Il secondo guizzo, l’affondo, è proprio sulle donne: «Raccontano che con la prima donna premier ci sarebbe una restrizione di libertà per le donne. Ma noi non abbiamo toccato né intendiamo toccare la 194 sull’aborto. Vogliamo applicarla tutta, anche nella parte sulla prevenzione. Perché è vera libertà solo se puoi anche scegliere di non abortire». È repertorio politico anche questo, ma poi la premier scarta: «Restano in silenzio se una donna viene insultata da un uomo ma si scandalizzano se si difende. Noi non la diamo vinta a bulli e gradassi: io sono una donna e ho il diritto e sono capace di difendermi».
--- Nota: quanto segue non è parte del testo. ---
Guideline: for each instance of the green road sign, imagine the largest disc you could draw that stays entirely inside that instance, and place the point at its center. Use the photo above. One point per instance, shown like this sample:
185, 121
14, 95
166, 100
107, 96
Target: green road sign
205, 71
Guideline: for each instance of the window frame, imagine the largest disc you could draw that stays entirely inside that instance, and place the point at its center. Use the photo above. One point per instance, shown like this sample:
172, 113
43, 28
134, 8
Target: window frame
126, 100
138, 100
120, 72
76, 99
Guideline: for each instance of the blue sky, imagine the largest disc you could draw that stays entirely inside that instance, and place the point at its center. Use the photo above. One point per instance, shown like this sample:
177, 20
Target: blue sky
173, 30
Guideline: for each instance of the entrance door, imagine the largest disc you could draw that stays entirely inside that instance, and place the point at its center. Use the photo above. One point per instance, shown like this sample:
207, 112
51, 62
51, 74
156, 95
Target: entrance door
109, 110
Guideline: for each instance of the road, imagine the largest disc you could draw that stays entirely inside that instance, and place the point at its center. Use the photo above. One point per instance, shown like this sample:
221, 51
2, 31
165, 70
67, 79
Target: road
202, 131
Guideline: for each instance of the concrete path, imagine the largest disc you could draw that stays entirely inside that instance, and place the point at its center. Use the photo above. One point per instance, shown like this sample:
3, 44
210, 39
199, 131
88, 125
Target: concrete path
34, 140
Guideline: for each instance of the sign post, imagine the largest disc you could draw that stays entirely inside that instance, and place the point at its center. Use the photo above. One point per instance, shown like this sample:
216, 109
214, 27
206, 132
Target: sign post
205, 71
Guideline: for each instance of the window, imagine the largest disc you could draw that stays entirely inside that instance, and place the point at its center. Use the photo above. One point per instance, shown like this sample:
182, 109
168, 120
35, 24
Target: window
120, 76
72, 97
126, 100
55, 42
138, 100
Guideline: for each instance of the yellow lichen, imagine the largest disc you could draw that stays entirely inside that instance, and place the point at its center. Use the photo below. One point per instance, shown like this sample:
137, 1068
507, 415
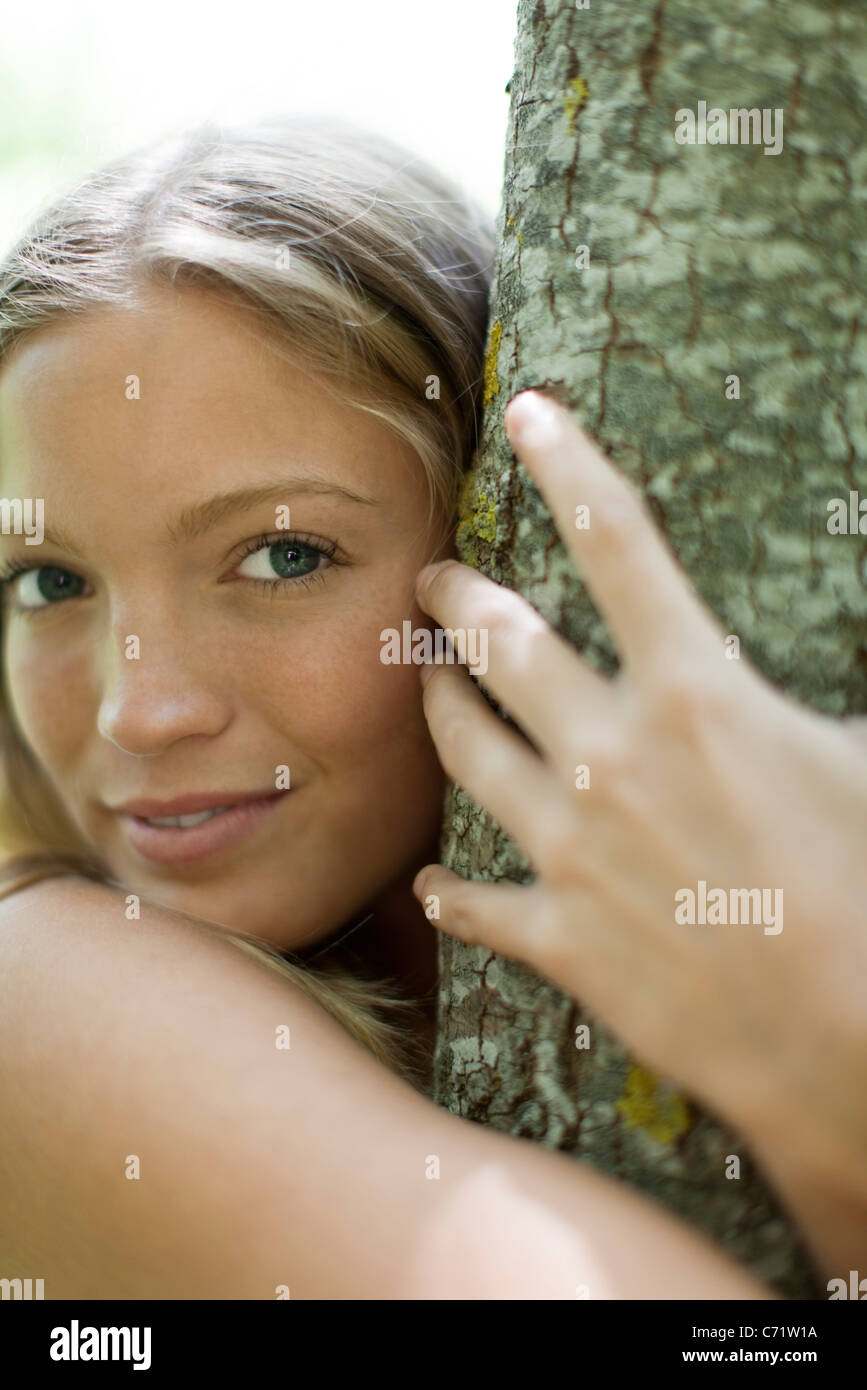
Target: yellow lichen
492, 381
477, 520
652, 1107
574, 99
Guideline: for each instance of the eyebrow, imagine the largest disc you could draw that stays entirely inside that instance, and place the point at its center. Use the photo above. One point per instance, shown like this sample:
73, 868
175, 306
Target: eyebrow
199, 517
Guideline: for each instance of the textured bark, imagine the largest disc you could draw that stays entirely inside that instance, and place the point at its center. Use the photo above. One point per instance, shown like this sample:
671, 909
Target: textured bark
705, 262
LA CAMPAGNA elettorale di Giorgia Meloni è tutta qui e del resto l’esibizione si era aperta proprio riproponendo il video dell’incontro con De Luca. Poco importa se il gesto fosse studiato, come è probabile, o se le sia venuto spontaneo: quello su cui la premier chiama gli elettori a pronunciarsi è sull’immagine della donna che, senza essere femminista, familista e tradizionalista anzi, sa però difendersi da sola e lo fa. Il resto, in una politica egemonizzata dall’immagine, dominata dall’impulso emotivo del momento, conterà ben poco. Nessuno tra i potenziali elettori noterà che la premier ha glissato su tutte le questioni spinose. Sull’Ucraina sfotte gli avversari, che divisi come sono se governassero finirebbero per «farsi la guerra da soli», ma sorvola sul fatto che nello stesso momento Salvini il Pacifista apre il suo comizio a Milano con la colomba di Blowin’ in the Wind. Non si sofferma su quel patto di stabilità che l’Italia «protagonista» ha ingoiato e che minaccia di strozzarla. Sull’Europa in compenso la leader dei Conservatori è chiara. Si diffonde sul tema nella seconda metà del discorso. Enumera una per una le differenze d’impostazione tra l’Europa che c’è e quella che sogna lei: un’Europa ridotta al minimo, con sola funzione di supporto alle Nazioni, che devono tornare a essere protagoniste assolute.

QUELLA È «la parte giusta della Storia». Le elezioni, dice, «saranno un referendum sull’Europa, su quale Europa». In quel referendum, il 9 giugno e nei prossimi anni, lei e la destra radicale di Le Pen e Salvini marceranno divisi perché sono davvero divisi. Ma se ci sarà da colpire, colpiranno uniti.